La distribuzione della prima versione di Photoshop con Adobe inizia nel febbraio 1990, ma in realtà la primissima versione denominata ‘Display’ fu realizzata da Thomas Knoll nel 1987, visualizzava però solo immagini in scala di grigio. Fu il fratello, John Knoll, che lavorava per la società di George Lucas nota per gli effetti speciali di film come Star Wars e Star Trek, che incoraggiò Thomas a sperimentare: mesi di paziente lavoro su un Macintosh II (il primo Mac a colori) e la riscrittura del software consentirono l’installazione dei primi rudimentali filtri, la compatibilità con diversi formati, correggendo luminosità, tonalità, pennelli e strumenti per la selezione. Così i fratelli Knoll partirono all’assalto della Silicon Valley: prima si accordarono con Barneyscan che produceva software (la prima versione fu distribuita con circa 200 prodotti), poi si rivolsero ad Adobe che capendo le potenzialità del programma si accordò con i due fratelli riconoscendo loro royalty sulle vendite. La distribuzione iniziò appunto nel 1990 e fu subito un gran successo: già nei mesi successivi venne rilasciata una nuova versione e tante altre negli anni a seguire (nel ’99 arriva anche l’ottimizzazione delle immagini per il web) fino a quella odierna che è la CS4, ma anche applicazioni per i telefonini.
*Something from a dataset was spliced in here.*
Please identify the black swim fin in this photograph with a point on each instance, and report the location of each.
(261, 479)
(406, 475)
Ovviamente ci vorrebbe un libro intero per raccontare i tanti traguardi di un software oramai indispensabile che ha portato tanti cambiamenti anche al nostro costume. Basti pensare che con i suoi filtri taumaturgici è il sale di qualunque copertina di moda e non solo (una star nostrana come Antonella Clerici ha ammesso di usarlo per spianare la pancetta) ma anche di qualunque book fotografico (di recente è stato usato pure al contrario per ingrassare le modelle per una campagna contro l’anoressia). E un uso abbondante ne fanno anche i candidati politici (per apparire belli sui loro manifesti elettorali, ma anche la satira per sbeffeggiarli) e una foto sul Times di Obama in versione Andy Warhol ha fatto il giro del mondo. Senza contare che ha dato una mano anche a realizzare delle bufale: l’ultima in ordine di tempo, la foto di John Fitzgerald Kennedy su uno yacht in compagnia di alcune donne nude, che invece nello scatto originale erano in bikini.
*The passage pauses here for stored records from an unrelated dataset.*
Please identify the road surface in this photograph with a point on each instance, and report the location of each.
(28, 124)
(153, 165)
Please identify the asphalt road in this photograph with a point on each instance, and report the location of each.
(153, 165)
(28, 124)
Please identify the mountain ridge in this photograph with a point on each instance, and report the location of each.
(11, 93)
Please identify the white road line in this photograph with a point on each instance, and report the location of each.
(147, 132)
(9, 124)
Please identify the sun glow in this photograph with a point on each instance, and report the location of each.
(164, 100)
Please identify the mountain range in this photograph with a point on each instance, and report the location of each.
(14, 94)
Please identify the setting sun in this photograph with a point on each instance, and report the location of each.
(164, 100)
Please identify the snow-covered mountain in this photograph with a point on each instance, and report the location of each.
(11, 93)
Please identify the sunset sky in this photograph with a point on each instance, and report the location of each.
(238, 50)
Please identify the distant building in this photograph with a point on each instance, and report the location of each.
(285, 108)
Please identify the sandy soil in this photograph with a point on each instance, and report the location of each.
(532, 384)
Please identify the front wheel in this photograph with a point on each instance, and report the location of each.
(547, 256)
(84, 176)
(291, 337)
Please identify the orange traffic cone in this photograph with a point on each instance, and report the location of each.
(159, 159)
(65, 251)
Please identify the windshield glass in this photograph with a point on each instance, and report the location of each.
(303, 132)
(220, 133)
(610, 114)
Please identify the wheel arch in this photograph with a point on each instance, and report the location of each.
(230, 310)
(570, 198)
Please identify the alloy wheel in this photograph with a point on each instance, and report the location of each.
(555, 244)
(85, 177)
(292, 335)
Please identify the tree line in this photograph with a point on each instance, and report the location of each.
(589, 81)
Insomma, tutti indizi che dimostrano, nonostante gli anni, la vitalità di questo software tradotto in ben 27 lingue che ritocca oramai tutte le foto che vediamo mescolando reale e virtuale. «Lo uso per fare piccole correzioni di colore, quando la gente guarda le mie foto, non vede immagini al Photoshop, vede la realtà», ha detto il fotoreporter americano Joel Meyerowitz, vincitore di tanti premi e l’unico ad aver avuto accesso a Ground Zero dopo il crollo delle Torri Gemelle.